Everyone dreams of owning a restaurant, but opening a restaurant and running a successful business are two entirely different things. You need a firm grasp of what comes in and what goes out, whether it is inventory or finances. The knowledge of what works and what will work to improve your business is crucial in the success of your new restaurant.
These famous restaurateurs share their secrets on running a successful restaurant and what it requires for your restaurant to develop into something great.
1. Develop Your Own Identity
Creating an identity and sticking with that identity is the key to running a restaurant with something unique to offer. There should be a sense of concise purpose in what you are offering and that requires you trusting your talent as a restaurateur.
Anthony Bourdain: “Restaurateurs need to speak in a strong confident voice, saying, ’I might not be good at some things, but I’m good at this, and this is what I’m going to do.’ I think the days of trying to be everything to everybody are over now. We have an empowered chef class now and a much more curious, daring and younger dining public. I think the future is going to be chefs who speak with a coherent, concise voice with a real identity.”
2. Run Your Restaurant Like a Business
Even if you are passionate about food, at the end of the day, every restaurant is a business. You need to adapt and learn key business practices so that you can manage your finances properly, making for a profitable venture.
Des McDonald, a world renowned restaurateur: “When I talk to people I employ these days, at whatever level, one question I ask often confuses them, and it’s ‘Do you know how to make money?’ I’m constantly surprised that most people don’t have the faintest idea what you’re in business for. From the get-go, I was thinking I needed to learn business skills. It’s about application and confidence. We all get things wrong but you need to ask questions, move forward. ”
3. The Right Chef Makes Or Breaks A Restaurant
Choosing the right chef is extremely important. After all, they are the stars of the show and are responsible for what goes on the plate. The right chef should command your kitchen and also willing to compromise on certain things.

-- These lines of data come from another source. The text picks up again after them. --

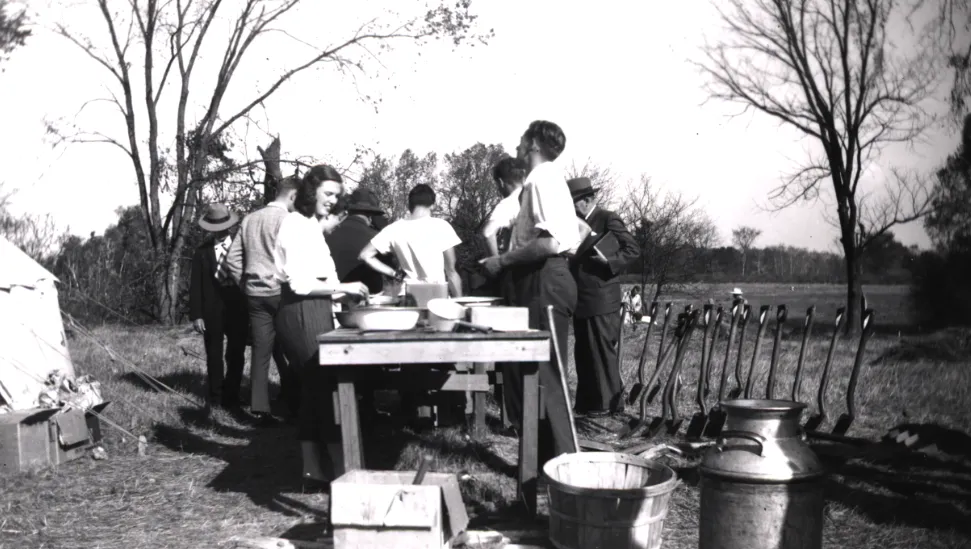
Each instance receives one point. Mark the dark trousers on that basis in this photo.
(536, 287)
(262, 315)
(298, 323)
(599, 385)
(225, 378)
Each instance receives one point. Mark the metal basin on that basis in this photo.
(379, 318)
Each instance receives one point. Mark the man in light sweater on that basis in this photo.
(250, 264)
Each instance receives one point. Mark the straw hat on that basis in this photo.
(218, 218)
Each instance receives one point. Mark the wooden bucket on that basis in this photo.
(606, 499)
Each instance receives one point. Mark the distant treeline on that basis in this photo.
(890, 263)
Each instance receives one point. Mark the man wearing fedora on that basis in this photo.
(596, 321)
(250, 264)
(352, 235)
(217, 308)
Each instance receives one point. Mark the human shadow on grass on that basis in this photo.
(925, 491)
(193, 385)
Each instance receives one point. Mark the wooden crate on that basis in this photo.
(42, 437)
(379, 509)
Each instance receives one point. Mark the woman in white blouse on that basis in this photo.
(309, 286)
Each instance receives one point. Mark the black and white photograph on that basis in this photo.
(485, 274)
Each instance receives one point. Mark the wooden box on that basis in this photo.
(42, 437)
(382, 509)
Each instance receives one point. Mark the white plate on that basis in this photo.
(474, 301)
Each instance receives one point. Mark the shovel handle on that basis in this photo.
(824, 382)
(867, 321)
(551, 317)
(780, 319)
(807, 329)
(728, 353)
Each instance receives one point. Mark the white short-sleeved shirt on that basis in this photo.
(506, 211)
(546, 205)
(301, 255)
(418, 244)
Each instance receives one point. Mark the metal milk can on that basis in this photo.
(761, 484)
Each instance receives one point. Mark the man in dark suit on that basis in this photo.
(352, 235)
(597, 322)
(217, 308)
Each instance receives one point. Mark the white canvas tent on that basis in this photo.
(32, 340)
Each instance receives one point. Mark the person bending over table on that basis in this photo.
(543, 236)
(309, 284)
(424, 245)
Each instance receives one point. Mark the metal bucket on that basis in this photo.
(761, 484)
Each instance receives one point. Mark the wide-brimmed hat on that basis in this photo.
(218, 218)
(581, 187)
(363, 201)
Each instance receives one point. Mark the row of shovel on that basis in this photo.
(708, 422)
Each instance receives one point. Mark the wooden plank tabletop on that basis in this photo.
(343, 335)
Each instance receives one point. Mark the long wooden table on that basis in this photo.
(343, 349)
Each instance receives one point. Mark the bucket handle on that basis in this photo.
(754, 437)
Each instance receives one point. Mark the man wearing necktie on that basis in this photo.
(217, 308)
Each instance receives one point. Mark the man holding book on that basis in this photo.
(597, 323)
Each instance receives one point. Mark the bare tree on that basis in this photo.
(828, 69)
(951, 36)
(601, 177)
(36, 235)
(672, 232)
(743, 238)
(157, 47)
(13, 29)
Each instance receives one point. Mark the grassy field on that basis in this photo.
(204, 481)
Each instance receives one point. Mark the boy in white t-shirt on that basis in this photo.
(424, 245)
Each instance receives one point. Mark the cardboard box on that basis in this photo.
(42, 437)
(381, 509)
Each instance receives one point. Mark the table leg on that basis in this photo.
(529, 439)
(478, 403)
(350, 422)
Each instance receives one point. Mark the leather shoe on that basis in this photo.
(265, 419)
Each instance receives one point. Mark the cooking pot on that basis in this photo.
(379, 318)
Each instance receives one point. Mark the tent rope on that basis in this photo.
(126, 362)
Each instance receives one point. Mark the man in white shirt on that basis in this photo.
(543, 234)
(424, 245)
(508, 174)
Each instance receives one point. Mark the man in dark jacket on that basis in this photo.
(217, 308)
(597, 322)
(351, 236)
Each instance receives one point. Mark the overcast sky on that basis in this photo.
(617, 78)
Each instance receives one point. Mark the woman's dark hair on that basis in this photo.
(306, 200)
(509, 169)
(421, 195)
(548, 137)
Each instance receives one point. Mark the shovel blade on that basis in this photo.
(814, 423)
(636, 428)
(843, 424)
(696, 428)
(655, 427)
(716, 421)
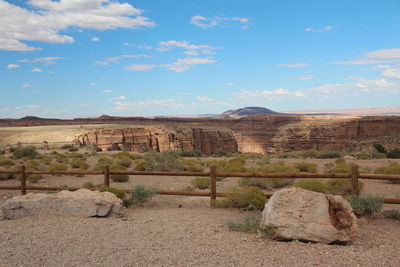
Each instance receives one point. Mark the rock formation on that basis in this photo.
(141, 139)
(295, 213)
(83, 203)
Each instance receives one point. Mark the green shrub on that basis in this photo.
(58, 167)
(190, 153)
(124, 161)
(6, 163)
(193, 168)
(247, 224)
(247, 198)
(201, 182)
(28, 152)
(306, 167)
(116, 191)
(140, 194)
(88, 185)
(393, 168)
(366, 205)
(312, 185)
(328, 155)
(342, 186)
(394, 154)
(392, 214)
(34, 178)
(164, 161)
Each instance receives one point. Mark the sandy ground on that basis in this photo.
(162, 234)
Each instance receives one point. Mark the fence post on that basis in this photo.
(23, 180)
(213, 188)
(354, 180)
(107, 175)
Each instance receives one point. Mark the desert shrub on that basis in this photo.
(58, 167)
(392, 214)
(342, 186)
(193, 168)
(66, 146)
(7, 163)
(380, 148)
(34, 178)
(73, 149)
(28, 152)
(329, 154)
(201, 182)
(366, 205)
(120, 193)
(141, 194)
(312, 185)
(393, 168)
(124, 161)
(190, 153)
(164, 161)
(88, 185)
(306, 167)
(394, 154)
(247, 224)
(247, 198)
(311, 153)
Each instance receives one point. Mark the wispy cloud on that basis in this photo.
(327, 28)
(211, 22)
(55, 16)
(294, 65)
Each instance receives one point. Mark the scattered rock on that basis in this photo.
(295, 213)
(84, 203)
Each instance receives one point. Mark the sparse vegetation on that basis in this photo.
(247, 224)
(201, 182)
(366, 205)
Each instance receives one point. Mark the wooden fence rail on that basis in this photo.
(213, 174)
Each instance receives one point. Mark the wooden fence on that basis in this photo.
(213, 194)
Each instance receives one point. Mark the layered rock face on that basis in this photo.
(141, 139)
(300, 214)
(82, 203)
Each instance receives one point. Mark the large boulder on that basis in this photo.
(295, 213)
(83, 203)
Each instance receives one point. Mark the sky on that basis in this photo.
(83, 58)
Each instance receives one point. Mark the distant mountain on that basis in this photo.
(242, 112)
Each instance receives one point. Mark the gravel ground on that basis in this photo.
(162, 234)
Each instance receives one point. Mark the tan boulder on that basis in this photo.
(83, 203)
(295, 213)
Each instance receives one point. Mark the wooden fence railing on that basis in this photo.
(213, 194)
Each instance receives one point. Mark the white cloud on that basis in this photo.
(294, 65)
(184, 64)
(49, 18)
(150, 104)
(36, 70)
(211, 22)
(184, 44)
(12, 66)
(119, 98)
(205, 99)
(47, 60)
(327, 28)
(191, 53)
(306, 77)
(140, 67)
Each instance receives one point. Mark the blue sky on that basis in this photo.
(75, 58)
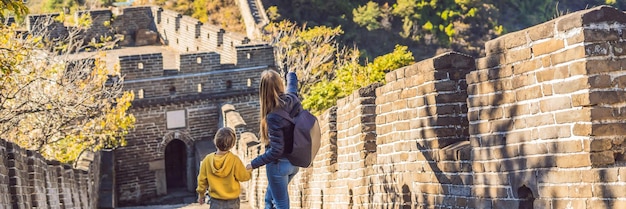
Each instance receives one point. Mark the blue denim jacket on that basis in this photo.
(280, 130)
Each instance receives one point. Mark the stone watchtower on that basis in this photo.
(180, 88)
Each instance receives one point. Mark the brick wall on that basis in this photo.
(536, 123)
(27, 180)
(544, 113)
(137, 178)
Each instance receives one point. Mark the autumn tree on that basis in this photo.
(311, 52)
(350, 75)
(8, 7)
(326, 70)
(436, 22)
(56, 102)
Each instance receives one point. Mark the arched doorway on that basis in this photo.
(175, 165)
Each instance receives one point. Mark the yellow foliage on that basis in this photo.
(57, 108)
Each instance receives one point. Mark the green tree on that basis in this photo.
(55, 103)
(368, 15)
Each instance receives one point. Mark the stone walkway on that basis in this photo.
(244, 205)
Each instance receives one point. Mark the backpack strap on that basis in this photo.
(284, 114)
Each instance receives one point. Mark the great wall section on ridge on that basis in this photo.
(538, 122)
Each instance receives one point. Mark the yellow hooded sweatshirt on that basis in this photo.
(222, 174)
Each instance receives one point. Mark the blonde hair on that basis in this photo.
(271, 88)
(225, 139)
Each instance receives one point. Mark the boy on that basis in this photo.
(221, 172)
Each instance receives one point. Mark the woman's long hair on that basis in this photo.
(271, 88)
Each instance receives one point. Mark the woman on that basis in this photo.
(276, 133)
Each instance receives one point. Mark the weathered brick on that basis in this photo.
(619, 48)
(603, 66)
(541, 31)
(594, 203)
(490, 61)
(522, 54)
(528, 93)
(603, 175)
(597, 49)
(568, 203)
(547, 47)
(602, 158)
(568, 55)
(573, 161)
(601, 145)
(553, 191)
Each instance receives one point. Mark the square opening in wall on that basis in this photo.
(176, 119)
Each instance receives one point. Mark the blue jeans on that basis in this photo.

Gordon Ramsay: “A restaurant owner’s best investment will always be in the chef, and if you haven’t got that major asset in the kitchen downstairs, then forget it. The guy’s got to be a motivator, be a leader, make you money. He’s got to bring customers back.”
4. Every Day Is A Learning Experience
Running a restaurant will have its ups and downs. The key to being successful is how you learn from your mistakes and change the course immediately. Proper knowledge is gained when you are committed to your craft.
Gordon Ramsay: “A lot of people open restaurants out of vanity, people who can’t even boil an egg. That’s like me buying a rugby club because I like the game. One of my biggest bugbears is that you don’t need any qualifications to do it. People fall in love with an idea and don’t want to learn their craft, which takes years – time and commitment.”
5. Concept Is Key
Running a successful restaurant requires multiple things to fall into place. From your chef to the location of the restaurant, everything has to work in cohesion to provide for the ultimate experience for your customers.
Tyson Cole, head chef and co-owner of two popular restaurants in Austin, Texas: “No restaurant succeeds without a great chef, a great location, and a great concept. They all work together. Your location should fit your concept. Your chef, or “talent,” must fit your concept, otherwise you’ll constantly deal with the most common word in the restaurant business: Drama.”
6. Be Different
Most people can open a restaurant but what sets you apart from your competitors will help you create your own niche in the marketplace. Provide something that is unique and different and it will help you stand apart from the clutter.
Shelim Hussain, founder of Euro Foods: “When I began 25 years ago as a restaurant and takeaway owner I had to go to five or six different suppliers to get different meats and services – from laundry to samosas. Providing a one stop shop made us different. If you have a new idea, you have to work out how long it will be before the competition copies it. In the food business I would say this is generally around six months.”